"Count what is countable. Measure what is measureable. What is not measureable, make measureable." -- Galileo

Saturday, August 30, 2008

Bossies and a Political Diverimento

InfoWorld's Bossies (Best of Open Source Software Awards) came out recently. The format is a terribly kludgy slide show, but if you persevere, you'll eventually figure out who got which awards.

Elgg garnered the best social networking tool. MediaWiki took the wiki top spot. WordPress was given blog honors. To my surprise they had an object database category, but they passed over Zope and went with db4o. Under content management (hidden in the Enterprise Application supercategory) Alfresco came away with the prize.

No mention of runners up, scoring, methodology, but they do accept nomenations from the public at large. Apparently they are already accpeting nominations for next year. Their website mentions some of their criteria:

Our selection committee is looking for innovation, functionality, ease of use and implementation, and a proven track record in serving the needs of businesses. The deadline for submitting nominations for the 2009 Bossies is June 26 [2009], and the winners will be announced August 3.

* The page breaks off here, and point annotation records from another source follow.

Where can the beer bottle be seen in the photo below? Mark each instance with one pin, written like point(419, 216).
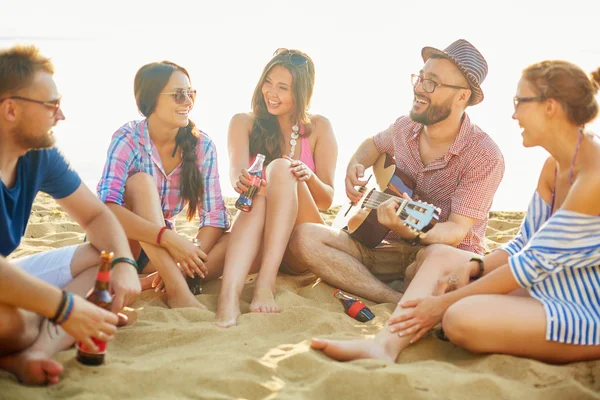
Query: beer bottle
point(195, 283)
point(244, 202)
point(101, 297)
point(354, 307)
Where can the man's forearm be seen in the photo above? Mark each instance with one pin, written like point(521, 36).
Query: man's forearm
point(21, 290)
point(449, 233)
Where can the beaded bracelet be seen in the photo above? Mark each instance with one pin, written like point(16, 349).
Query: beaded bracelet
point(61, 308)
point(125, 260)
point(481, 267)
point(67, 313)
point(160, 233)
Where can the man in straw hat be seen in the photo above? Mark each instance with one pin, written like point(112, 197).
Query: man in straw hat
point(447, 161)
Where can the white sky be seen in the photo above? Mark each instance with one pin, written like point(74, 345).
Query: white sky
point(364, 53)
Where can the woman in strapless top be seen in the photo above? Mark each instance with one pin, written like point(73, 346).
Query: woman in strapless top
point(301, 154)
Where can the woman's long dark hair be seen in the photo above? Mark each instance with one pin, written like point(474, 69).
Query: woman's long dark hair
point(265, 137)
point(150, 81)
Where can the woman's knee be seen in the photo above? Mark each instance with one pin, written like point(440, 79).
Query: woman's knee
point(459, 323)
point(140, 182)
point(279, 169)
point(304, 238)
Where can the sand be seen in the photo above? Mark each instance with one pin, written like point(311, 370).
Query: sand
point(181, 354)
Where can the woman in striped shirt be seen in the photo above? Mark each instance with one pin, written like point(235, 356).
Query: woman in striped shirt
point(154, 168)
point(555, 257)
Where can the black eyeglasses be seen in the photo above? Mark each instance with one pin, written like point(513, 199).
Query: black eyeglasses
point(518, 100)
point(296, 59)
point(53, 105)
point(429, 85)
point(180, 95)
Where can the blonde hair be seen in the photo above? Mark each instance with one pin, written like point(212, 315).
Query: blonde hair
point(569, 85)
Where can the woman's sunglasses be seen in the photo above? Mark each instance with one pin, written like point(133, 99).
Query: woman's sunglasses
point(180, 95)
point(296, 59)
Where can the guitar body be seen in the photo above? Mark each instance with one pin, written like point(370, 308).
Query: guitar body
point(360, 219)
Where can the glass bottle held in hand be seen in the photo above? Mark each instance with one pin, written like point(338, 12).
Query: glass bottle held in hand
point(195, 283)
point(244, 202)
point(101, 297)
point(354, 307)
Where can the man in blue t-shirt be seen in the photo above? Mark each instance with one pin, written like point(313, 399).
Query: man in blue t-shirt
point(29, 108)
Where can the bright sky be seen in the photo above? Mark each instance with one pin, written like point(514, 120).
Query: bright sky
point(364, 53)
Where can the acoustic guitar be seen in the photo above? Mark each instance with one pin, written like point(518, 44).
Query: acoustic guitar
point(360, 219)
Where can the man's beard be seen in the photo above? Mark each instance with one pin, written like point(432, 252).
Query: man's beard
point(433, 114)
point(28, 141)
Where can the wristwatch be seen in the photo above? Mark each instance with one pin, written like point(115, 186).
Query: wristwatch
point(481, 267)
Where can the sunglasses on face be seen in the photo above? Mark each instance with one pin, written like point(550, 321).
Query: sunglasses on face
point(180, 95)
point(53, 105)
point(429, 85)
point(518, 100)
point(296, 59)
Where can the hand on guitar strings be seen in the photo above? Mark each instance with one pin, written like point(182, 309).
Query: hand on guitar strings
point(299, 169)
point(388, 217)
point(354, 173)
point(245, 181)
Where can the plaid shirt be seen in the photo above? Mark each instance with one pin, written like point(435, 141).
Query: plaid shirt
point(463, 181)
point(131, 150)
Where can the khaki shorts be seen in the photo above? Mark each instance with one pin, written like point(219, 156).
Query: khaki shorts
point(388, 261)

And now for some political statistics...

In the wake of the Democratic National Convention here in the U.S., today I'd like to putz around with some polling statistics. Prof. Tanenbaum (Computer Science, Vrije Universiteit Amsterdam and author of MINIX) maintains a wonderful electoral vote website full of fascinating polling data and an always-insightful daily commentary.

I've been following with interest his Electoral College graphs, which compare the 2004 campaign with what is unfolding right now in 2008. Although at times McCain has pulled close (and even ahead prior to last June), one thing that struck me was how little "noise" there was in the 2008 graphs compared with the jittery 2004 ones.

Tanenbaum classifies polling data as strong, weak, barely in favor of one candidate or another or else tied. In this case I ignored his "barely" and "tied" columns. Somewhat similar results occur if "barely" is added in, but beware, that means you are using statistically insignificant differences for scoring.

Armed with csv files with the relevant data from Tanenbaum's site, I did some curve fitting and see that my eyes were not deceiving me. The best-fit polynomial curves for the 2004 data had R2 values of 0.44 (Democrats) and 0.49 (Republicans). Using 2008 data has R2 values of 0.89 (Democrats) and 0.22 (Republicans).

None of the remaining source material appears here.